Es el túnel de La Línea y el Transmilenio. Con el dinero del presupuesto de la ciudad de Bogotá, cerca del 70 por ciento de los ingresos de la capital provenientes de impuestos a los ciudadanos se van para los buses pintados de rojo con ventosas para pegar dos entre sí, y que los publicistas denominaron metafísicamente Transmilenio. 

De 20,9 billones de pesos para el presupuesto actual de Bogotá, 13,5 billones se los chupan los buses rojos de las ventosas verdes y solo 7,4 se van para programas de educación y salud. Todo se va en un hueco o en un túnel sin fondo. Cualquier turista que visite a Bogotá podrá ver las puertas en ruinas, los puentes de latas que chirrían, arrumes gigantescos de latas para puentes con formas de monstruosos cienpies de color gris.

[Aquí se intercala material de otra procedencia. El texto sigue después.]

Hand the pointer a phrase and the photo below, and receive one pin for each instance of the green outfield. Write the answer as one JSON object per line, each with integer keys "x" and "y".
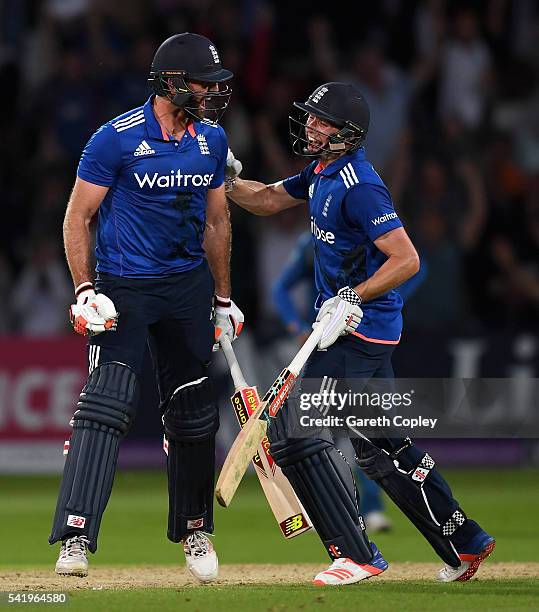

Los usuarios saltan por entre la avenida y se cuelan sin pagar en las estaciones. Mientras la administración pasa videos, fotografías y avisos publicitarios por todo el sistema de información de la ciudad repitiendo que es una maravilla lo que para los ciudadanos es una pesadilla. Transmilenio con su voracidad de presupuesto se parece al túnel sin fondo de La Línea.

La administración bogotana en sus aspavientos publicitarios dice que los buses rojos del ‘transmilleno’ tendrán asientos como en los metros. Los buses que se aprestan a adquirir emiten gases, que según la organización mundial de la salud, son cancerígenos. Y así vivimos.